Pencipta olahraga tradisional Adu Lisung, KH Fajar Laksana mengatakan, permainan ini diadaptasi dari legenda di jaman kerajaan Pajajaran sekitar abad 14. Saat itu ada dua pendekar yakni Ki Tupang dan Nyi Centrik yang memberantas kejahatan perampokan dan pemberontakan.

Legenda tersebut tertulis di dalam Kitab Suwasit yang saat ini manuskripnya tersimpan di Museum Prabu Siliwangi, Kota Sukabumi yang berada di lingkungan Ponpes Dzikir Al Fath.

"Pada waktu itu Ki Tupang dan Nyi Centrik dan kemudian mereka orang sakti di dalam legendanya terjadi kekacauan ada perampokan di daerah kampung Pajajaran maka kemudian Ki Tupang dan Nyi Centrik itu naik Lisung," ujarnya, Kamis 24 April 2024.

Baca Juga: Baru Isi Bensin, Angkot Alami Kebakaran di SPBU Kota Sukabumi, Tangan Sopir Terbakar

"Lisungnya terbang lalu dengan halunya (tongkat) kemudian dengan lulumpangnya (tongkat) itu kemudian memukul para perampok.

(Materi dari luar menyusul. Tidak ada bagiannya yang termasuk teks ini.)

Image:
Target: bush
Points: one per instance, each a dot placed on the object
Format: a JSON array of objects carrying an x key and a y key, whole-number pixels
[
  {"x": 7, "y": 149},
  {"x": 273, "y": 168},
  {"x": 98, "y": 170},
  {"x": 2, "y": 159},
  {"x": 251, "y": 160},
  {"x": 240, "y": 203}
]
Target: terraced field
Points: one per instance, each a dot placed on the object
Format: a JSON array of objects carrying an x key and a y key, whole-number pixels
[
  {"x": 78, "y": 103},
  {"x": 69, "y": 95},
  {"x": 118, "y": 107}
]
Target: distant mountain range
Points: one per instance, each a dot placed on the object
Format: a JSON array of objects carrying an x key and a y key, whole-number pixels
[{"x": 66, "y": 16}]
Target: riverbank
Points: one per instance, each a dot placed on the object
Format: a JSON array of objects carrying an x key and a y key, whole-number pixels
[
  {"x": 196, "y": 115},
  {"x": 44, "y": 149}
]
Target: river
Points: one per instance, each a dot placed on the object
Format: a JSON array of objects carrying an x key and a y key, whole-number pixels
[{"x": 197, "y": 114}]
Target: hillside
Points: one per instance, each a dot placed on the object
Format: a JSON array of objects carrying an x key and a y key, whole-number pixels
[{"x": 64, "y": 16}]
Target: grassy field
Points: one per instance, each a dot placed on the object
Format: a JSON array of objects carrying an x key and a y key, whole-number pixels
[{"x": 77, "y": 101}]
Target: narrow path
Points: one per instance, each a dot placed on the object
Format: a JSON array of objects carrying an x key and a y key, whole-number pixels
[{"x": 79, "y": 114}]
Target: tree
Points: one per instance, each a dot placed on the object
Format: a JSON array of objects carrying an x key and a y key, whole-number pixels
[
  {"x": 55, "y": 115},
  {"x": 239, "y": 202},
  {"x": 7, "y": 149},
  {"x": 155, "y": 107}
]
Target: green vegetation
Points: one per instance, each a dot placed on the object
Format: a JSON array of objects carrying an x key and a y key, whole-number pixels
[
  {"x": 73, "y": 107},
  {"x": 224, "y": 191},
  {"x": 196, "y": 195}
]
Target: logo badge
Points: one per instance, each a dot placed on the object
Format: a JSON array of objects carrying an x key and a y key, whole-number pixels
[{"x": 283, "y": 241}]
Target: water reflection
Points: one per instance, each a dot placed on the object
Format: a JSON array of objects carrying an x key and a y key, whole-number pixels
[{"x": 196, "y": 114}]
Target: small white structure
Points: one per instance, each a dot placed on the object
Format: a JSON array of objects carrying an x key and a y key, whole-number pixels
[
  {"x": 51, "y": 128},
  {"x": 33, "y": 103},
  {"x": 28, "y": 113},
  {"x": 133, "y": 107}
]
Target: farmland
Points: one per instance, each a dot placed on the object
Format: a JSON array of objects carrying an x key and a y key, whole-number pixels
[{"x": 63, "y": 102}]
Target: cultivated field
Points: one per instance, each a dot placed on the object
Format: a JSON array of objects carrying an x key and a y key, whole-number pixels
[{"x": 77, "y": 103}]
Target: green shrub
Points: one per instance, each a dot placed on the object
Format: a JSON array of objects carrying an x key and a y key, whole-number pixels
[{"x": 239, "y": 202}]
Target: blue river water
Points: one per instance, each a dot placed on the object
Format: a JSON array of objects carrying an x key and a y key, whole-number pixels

Setelah dari kejadian itulah maka kemudian ada yang namanya Ngagotong Lisung dan kemudian lisungnya diamukan dan Lisungnya diadukan," ucapnya.

Dia menjelaskan, lisung memiliki tiga lubang yang digambarkan sebagai suatu negara. Lubang di depan adalah Liang Batara Sungki yang berarti kekuatan pemimpin. Lalu lubang yang paling besar di tengah yakni Liang Sang Hyang Agung yang berarti kekuatan dari Tuhan Yang Maha Esa. Kemudian Liang Panjanang yang ada di belakang berarti kekuatan dari rakyat.

"Mengambil filosofi Lisung itu kita mendapatkan kemenangan dalam kehidupan maupun dalam kehidupan melawan kejahatan apabila kita memiliki tiga kekuatan. Satu kekuatan spiritual kekuatan kita dekat dengan Sang Maha Pencipta kekuatan iman dan taqwa kita, kedua kita punya jiwa kepemimpinan dan ketiga kita punya hubungan dengan lingkungan dengan masyarakat yang baik sehingga dengan kekuatan yang bersatu maka kita bisa hadapi apapun serangan dari kejahatan maupun buat bangsa dan negara," tuturnya.

"Itu kemudian digambarkan oleh Adu Lisung. Adu Lisung adalah gambaran bagaimana kita melawan kejahatan dengan memiliki tiga kekuatan tadi," tambahnya.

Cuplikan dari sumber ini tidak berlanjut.